George McQueen

Personal information
- Date of birth: 29 December 1895
- Place of birth: Dalserf, Scotland
- Date of death: 3 November 1951 (aged 55)
- Place of death: Ashgill, Scotland
- Position(s): Left back

Senior career*
- Years: Team / Apps / (Gls)
- –: Larkhall Thistle
- –: Parkhead
- 1917–1921: Rangers / 23 / (0)
- 1918: → St Mirren (loan) / 1 / (0)
- 1918: → Third Lanark (loan) / 1 / (0)
- 1919: → Kilmarnock (loan) / 1 / (0)
- 1919: → Partick Thistle (loan) / 2 / (0)
- 1921–1933: Airdrieonians / 388 / (27)
- Total:  / 416 / (27)

International career
- 1925: Scottish League XI / 1 / (0)

= George McQueen =

Scottish footballer

George McQueen (29 December 1895 – 3 November 1951) was a Scottish footballer who played as a left back.
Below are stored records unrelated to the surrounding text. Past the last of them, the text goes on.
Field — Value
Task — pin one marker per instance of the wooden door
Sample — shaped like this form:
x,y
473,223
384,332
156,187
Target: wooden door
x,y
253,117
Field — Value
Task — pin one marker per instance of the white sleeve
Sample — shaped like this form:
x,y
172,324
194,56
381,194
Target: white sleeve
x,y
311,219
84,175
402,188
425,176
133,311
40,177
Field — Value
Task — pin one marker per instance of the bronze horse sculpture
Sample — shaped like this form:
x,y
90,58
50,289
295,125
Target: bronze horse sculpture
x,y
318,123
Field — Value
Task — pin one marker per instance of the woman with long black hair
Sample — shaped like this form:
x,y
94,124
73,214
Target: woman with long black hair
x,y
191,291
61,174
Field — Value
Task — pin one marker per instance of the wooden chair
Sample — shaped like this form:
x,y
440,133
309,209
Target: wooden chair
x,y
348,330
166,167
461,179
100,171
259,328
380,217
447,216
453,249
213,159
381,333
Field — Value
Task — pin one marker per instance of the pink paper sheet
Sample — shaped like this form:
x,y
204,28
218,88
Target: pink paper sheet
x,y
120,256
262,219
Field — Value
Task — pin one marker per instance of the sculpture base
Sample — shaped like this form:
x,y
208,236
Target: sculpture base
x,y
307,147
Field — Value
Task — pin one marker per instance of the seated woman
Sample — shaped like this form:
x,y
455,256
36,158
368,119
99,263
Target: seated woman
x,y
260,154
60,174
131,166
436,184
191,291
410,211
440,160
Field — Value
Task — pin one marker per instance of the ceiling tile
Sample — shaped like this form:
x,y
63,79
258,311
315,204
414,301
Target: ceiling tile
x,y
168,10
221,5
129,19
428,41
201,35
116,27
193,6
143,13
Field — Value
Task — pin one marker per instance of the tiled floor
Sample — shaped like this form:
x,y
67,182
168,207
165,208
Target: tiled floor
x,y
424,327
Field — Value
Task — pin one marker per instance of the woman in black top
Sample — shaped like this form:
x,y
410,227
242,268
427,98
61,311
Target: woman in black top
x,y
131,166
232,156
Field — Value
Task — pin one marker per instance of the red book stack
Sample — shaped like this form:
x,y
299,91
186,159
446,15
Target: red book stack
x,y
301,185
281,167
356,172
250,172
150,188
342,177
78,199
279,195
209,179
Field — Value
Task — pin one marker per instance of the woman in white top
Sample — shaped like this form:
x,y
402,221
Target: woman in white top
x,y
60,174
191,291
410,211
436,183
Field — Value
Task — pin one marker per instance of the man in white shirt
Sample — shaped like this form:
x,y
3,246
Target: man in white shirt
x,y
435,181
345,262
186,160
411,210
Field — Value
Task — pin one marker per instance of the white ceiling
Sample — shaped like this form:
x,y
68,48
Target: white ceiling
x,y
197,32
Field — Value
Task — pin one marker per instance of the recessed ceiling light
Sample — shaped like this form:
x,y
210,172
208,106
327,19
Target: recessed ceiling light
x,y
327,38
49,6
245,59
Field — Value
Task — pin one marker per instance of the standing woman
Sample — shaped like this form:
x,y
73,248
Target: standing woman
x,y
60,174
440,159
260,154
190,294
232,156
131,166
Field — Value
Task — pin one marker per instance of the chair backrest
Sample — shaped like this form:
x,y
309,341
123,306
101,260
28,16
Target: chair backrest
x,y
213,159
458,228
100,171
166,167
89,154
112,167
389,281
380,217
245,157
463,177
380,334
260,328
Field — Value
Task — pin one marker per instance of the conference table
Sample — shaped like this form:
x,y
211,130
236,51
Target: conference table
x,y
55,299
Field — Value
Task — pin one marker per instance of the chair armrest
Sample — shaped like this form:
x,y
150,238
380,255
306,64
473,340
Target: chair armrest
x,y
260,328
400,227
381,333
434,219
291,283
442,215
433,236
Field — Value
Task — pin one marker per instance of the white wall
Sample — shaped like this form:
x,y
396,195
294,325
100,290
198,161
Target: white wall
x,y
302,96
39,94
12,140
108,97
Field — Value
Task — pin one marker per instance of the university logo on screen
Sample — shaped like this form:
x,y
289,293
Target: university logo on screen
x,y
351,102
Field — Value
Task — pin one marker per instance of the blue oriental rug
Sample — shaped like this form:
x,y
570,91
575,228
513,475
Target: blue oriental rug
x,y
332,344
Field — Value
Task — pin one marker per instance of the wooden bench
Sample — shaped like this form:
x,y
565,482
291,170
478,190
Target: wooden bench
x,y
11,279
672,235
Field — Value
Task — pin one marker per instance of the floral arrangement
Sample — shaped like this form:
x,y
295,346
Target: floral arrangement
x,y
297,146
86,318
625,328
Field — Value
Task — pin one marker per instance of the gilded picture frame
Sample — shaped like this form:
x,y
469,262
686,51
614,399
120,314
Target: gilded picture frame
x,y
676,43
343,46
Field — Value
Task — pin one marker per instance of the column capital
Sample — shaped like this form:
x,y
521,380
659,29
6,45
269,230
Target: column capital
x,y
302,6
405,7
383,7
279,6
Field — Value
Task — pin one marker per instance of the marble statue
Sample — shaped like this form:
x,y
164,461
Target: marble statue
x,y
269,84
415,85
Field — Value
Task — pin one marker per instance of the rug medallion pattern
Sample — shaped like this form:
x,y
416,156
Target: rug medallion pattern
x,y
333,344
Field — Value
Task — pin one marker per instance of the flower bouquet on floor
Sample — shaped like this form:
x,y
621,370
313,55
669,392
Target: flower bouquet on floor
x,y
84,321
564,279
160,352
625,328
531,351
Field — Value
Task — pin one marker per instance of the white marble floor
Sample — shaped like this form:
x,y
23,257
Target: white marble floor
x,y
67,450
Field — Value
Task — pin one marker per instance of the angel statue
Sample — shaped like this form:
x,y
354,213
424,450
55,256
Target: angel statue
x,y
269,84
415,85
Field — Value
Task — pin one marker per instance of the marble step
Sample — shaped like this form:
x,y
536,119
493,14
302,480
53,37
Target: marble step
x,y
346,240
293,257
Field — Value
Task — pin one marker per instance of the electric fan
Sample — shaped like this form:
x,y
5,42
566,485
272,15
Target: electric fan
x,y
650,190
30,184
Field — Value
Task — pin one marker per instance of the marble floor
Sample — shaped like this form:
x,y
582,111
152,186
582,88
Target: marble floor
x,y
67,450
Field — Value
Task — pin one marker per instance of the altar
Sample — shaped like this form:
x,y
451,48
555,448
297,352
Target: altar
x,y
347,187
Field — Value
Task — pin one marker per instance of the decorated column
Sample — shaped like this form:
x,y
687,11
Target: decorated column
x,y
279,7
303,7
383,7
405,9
He began his career with Rangers, winning the Scottish Football League title in his first season, 1917–18, but found it difficult to remain in the team and served short loans with four clubs before being released in 1921. He signed for Airdrieonians and was immediately an important member of the side as they became one of the strongest in Scotland, finishing runners-up in the league for four seasons in succession and winning the Scottish Cup in 1924, McQueen lifting the trophy as captain. He remained with the Diamonds as a regular until retiring in 1933, aged 38, having made over 400 appearances overall and scored more than 30 goals from penalties and free-kicks, in which he specialised.

McQueen was selected for the Scottish Football League XI once in 1925 and travelled with the Scotland team as reserve defender in two occasions, but never received a full international cap.